I have dogs that are pretty pack bonded as a unit (a good thing) but have not found that the siblings bond together all that much or are any less interested in me. Pretty normal for sled dog kennels to have several siblings or keep entire litters. Right now I have four littermates from one litter, two from another, two from another and they are all very much individuals and seek out attention from me. Didn't seem to compromise anyones working abilities either as a as 3 of the four littermates turned out to be good leaders and two of the other littermates also are both leaders - the other two are just pups so can't say yet.


----------



## Kristen Cabe (Mar 27, 2006)

This is probably not relevant, but the two dogs that I just pulled from a shelter last Friday - a father (4yo) and son (2yo) are extremely bonded to one another. The father does better away from the son than the son does away from the father, but the second they see or hear each other, they're trying to get to where the other one is. The father is very friendly towards people, but the son is very shy and timid - unless he's with his father. 

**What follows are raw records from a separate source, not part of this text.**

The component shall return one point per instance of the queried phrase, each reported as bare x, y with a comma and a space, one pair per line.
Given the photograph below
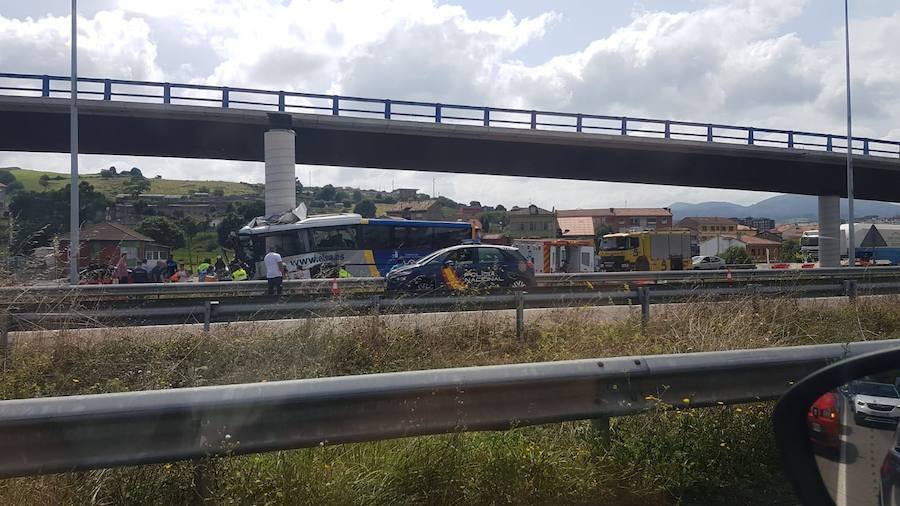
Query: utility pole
851, 244
74, 222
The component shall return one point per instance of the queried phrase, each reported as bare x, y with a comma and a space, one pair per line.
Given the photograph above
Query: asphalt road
852, 476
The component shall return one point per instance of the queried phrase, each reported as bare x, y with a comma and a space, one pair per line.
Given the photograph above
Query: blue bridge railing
336, 105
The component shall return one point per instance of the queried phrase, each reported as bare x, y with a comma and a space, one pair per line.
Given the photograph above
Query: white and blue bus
365, 247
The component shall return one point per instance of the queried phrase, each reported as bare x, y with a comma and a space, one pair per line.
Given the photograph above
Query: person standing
171, 266
275, 271
122, 269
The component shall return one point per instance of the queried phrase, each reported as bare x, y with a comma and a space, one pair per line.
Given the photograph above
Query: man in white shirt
275, 271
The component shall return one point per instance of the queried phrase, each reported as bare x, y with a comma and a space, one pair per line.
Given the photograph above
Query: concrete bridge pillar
829, 231
281, 195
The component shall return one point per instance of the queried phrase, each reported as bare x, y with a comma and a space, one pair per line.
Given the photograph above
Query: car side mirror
837, 432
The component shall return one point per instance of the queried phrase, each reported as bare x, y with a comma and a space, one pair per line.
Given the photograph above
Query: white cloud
723, 61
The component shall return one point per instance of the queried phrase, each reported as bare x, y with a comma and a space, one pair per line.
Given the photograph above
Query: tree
162, 230
790, 251
136, 186
6, 177
41, 215
326, 193
736, 255
231, 223
365, 208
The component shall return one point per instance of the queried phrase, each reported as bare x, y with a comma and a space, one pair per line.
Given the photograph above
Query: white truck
557, 255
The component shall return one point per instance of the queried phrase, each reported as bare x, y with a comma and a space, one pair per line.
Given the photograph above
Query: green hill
110, 186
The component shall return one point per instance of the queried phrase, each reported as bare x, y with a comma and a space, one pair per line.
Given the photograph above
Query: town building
102, 244
416, 210
762, 250
759, 224
531, 222
624, 219
707, 227
793, 231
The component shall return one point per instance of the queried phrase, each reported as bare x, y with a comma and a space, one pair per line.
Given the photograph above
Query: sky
764, 63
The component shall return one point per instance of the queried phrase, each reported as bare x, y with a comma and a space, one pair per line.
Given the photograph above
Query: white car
707, 262
874, 403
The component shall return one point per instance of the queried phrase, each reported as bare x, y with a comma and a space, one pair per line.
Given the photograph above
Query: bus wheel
642, 264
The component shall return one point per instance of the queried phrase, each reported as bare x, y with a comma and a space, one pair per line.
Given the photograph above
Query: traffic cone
335, 290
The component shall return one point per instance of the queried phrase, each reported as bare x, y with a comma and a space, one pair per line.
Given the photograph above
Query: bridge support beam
829, 231
281, 195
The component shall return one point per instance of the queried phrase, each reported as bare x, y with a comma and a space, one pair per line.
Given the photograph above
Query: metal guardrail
61, 434
336, 105
371, 285
166, 311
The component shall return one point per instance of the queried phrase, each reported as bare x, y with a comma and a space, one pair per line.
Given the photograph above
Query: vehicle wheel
421, 285
642, 264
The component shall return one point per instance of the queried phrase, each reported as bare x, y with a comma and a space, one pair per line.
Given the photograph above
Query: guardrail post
601, 428
520, 315
644, 299
201, 469
850, 289
4, 339
208, 308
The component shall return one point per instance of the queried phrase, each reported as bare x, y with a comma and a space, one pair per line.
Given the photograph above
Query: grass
111, 186
719, 455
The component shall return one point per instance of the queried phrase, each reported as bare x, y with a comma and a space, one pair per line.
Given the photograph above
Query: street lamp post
851, 245
74, 246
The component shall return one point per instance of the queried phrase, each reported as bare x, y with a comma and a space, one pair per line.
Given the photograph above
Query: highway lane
852, 475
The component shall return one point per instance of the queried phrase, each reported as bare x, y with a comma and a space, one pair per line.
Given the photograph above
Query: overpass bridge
282, 128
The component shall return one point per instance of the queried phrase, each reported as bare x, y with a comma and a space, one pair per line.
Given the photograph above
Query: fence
60, 434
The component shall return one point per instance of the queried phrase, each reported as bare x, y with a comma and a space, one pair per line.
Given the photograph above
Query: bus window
334, 238
444, 237
412, 237
375, 237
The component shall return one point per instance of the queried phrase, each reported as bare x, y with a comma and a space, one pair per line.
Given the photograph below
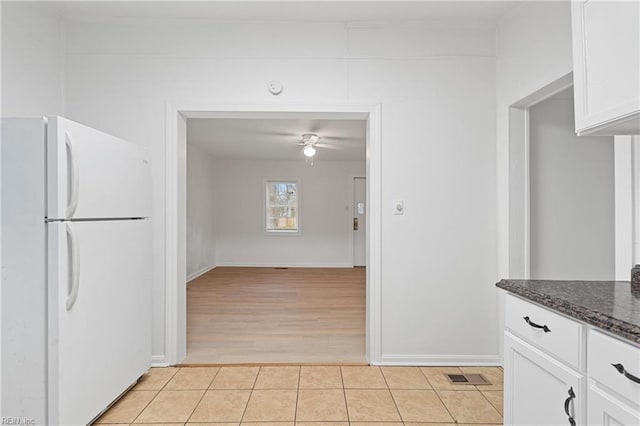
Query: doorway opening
561, 192
253, 264
269, 245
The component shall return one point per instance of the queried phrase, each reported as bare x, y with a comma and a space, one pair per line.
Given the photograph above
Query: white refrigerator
76, 270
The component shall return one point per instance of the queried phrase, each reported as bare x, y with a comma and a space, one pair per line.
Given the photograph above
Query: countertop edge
605, 322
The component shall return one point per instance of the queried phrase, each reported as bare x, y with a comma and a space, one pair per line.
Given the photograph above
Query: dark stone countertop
609, 305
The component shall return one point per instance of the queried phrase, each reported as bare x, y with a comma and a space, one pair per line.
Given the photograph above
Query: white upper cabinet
606, 66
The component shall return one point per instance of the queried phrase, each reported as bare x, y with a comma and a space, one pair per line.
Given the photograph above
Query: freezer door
94, 175
99, 328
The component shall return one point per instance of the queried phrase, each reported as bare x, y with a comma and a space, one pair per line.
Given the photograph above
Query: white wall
571, 198
533, 44
32, 60
201, 212
436, 86
326, 213
533, 50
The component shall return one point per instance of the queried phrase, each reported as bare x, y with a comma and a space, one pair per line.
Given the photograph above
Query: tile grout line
491, 403
344, 395
391, 393
250, 394
156, 395
202, 397
295, 412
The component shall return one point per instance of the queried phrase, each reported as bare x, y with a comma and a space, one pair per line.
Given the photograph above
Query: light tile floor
309, 396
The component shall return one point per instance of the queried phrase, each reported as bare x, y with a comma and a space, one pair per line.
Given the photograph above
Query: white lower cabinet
539, 390
605, 410
548, 382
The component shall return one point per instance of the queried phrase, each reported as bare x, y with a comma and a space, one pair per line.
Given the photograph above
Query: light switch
398, 206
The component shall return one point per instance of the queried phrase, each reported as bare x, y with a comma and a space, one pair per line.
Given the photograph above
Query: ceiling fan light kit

I kept them together for the first day, but separated them on Sunday, in different kennels but where they could still see each other. The son spent most of the day whining and barking; the father only occasionally seemed anxious. Tomorrow they both are going to be neutered and will be completely separated (ie: placed in different homes) Wednesday morning. I think they'll do just fine, but it will take the son, especially, a little bit longer to 'recover'.


----------



## Don Turnipseed (Oct 8, 2006)

Kristen Cabe said:


> This is probably not relevant, but the two dogs that I just pulled from a shelter last Friday - a father (4yo) and son (2yo) are extremely bonded to one another. The father does better away from the son than the son does away from the father, but the second they see or hear each other, they're trying to get to where the other one is. The father is very friendly towards people, but the son is very shy and timid - unless he's with his father.
> 
> I kept them together for the first day, but separated them on Sunday, in different kennels but where they could still see each other. The son spent most of the day whining and barking; the father only occasionally seemed anxious. Tomorrow they both are going to be neutered and will be completely separated (ie: placed in different homes) Wednesday morning. I think they'll do just fine, but it will take the son, especially, a little bit longer to 'recover'.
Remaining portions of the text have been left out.